When she was nearly three years old, Lily was finally accepted for a cochlear implant, and the operation was duly carried out at a specialist centre at St Mary's Hospital, Manchester.

While traditional hearing aids work by amplifying sound and then passing it through the damaged cochlear, cochlear implants change sound into electrical impulses which are transmitted by electrodes inserted into the ear, bypassing the damaged cochlear and being sent straight to the hearing nerve.

The gadget consists of a microphone and a tiny computer processor, which fit around the patient's ear like an ordinary hearing aid. A magnet connected to the earpiece is attracted to a metal plate which has been implanted into the side of the head and is attached to 22 electrodes in the ear.

After the operation, Lily had to wait a month for the wounds to heal before the gadget could be "tuned" by doctors to suit her individual responses, and then switched on.

It was March 1999.

THE family's elation was summed up best by Max's reaction. Carolyn says: "I will never forget the look on my son's face when we returned from the 'switch-on'. In his eight Christmases and birthdays I have never witnessed such joy and excitement. He ran up to the car and said: 'Can Lily hear now?'."

Since then, Lily's progress has been swift as she has adapted her language skills from learning sign to speech.

After one week Lily could hear a knock at the door. After a month her head whipped round like an ordinary hearing child when a drum was banged.

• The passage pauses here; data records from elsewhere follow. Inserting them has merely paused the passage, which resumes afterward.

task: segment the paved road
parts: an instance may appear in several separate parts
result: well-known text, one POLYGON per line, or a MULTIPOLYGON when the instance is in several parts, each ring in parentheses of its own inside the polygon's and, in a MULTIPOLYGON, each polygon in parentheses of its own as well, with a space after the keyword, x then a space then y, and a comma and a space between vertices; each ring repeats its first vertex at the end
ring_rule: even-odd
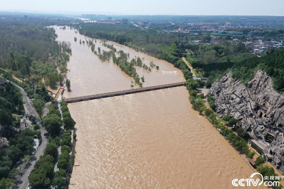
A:
POLYGON ((27 94, 22 88, 15 85, 20 89, 20 91, 23 95, 23 101, 24 103, 24 106, 26 111, 36 117, 37 120, 37 123, 40 125, 41 131, 41 137, 42 142, 40 146, 39 147, 37 150, 36 153, 34 157, 32 158, 30 166, 27 170, 22 176, 20 184, 18 186, 18 188, 19 189, 25 189, 28 187, 29 183, 28 176, 30 172, 34 169, 34 165, 37 160, 39 159, 40 156, 43 153, 44 150, 45 149, 46 145, 47 144, 47 133, 44 128, 41 125, 41 121, 40 117, 36 113, 34 108, 32 106, 31 102, 29 98, 27 96, 27 94))
POLYGON ((188 67, 188 68, 190 68, 190 72, 192 73, 192 76, 194 77, 196 77, 196 76, 195 75, 195 74, 194 74, 194 73, 193 72, 193 71, 192 70, 192 69, 193 68, 189 64, 188 64, 188 63, 187 62, 187 61, 186 60, 185 57, 183 57, 182 58, 183 60, 183 61, 187 65, 187 66, 188 67))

But the best thing about the implant is that it has "let Lily's personality come out. It was so good to have her in our world [hearing world]".

Lily is a keen violinist, eager to follow in her brother's footsteps by joining the school orchestra. "She started playing when she was six," says Carolyn. "She really enjoys it and she is desperate to be in the school orchestra."

Lily has not only caught up with her peers at George Watson's school in Edinburgh since she started there, she is now in the top groups in every subject.

Interestingly, language is one of her best subjects, as Carolyn proudly explains: "Out of 115 children in primary two at Watson's only eight were put forward for level B language this year. Lily was one of them."

Despite the implant, her hearing is not perfect. She finds transmitted sound such as music from a personal stereo or mobile phones hard to hear. And it has not restored her hearing. When she takes the device off at night she cannot hear anything - a sensation she apparently quite likes.

Watson's has done a great deal to help Lily progress, including installing a special sound-field system with speakers in her classroom. The teacher wears a Madonna-style headset helping Lily hear more clearly.

In the future it is hoped Lily will have a mobile system which she can take with her to secondary school and university.

And one day her mother hopes that doctors will be able to repair the damage to the ear which does not have the implant - allowing her to hear normally 24 hours a day.

As she says: "Thirty years ago she would not have been here because there was no IVF. Ten years ago they probably could not have saved her life.

"In another 30 years I hope they will be able to repair the damage to her other ear."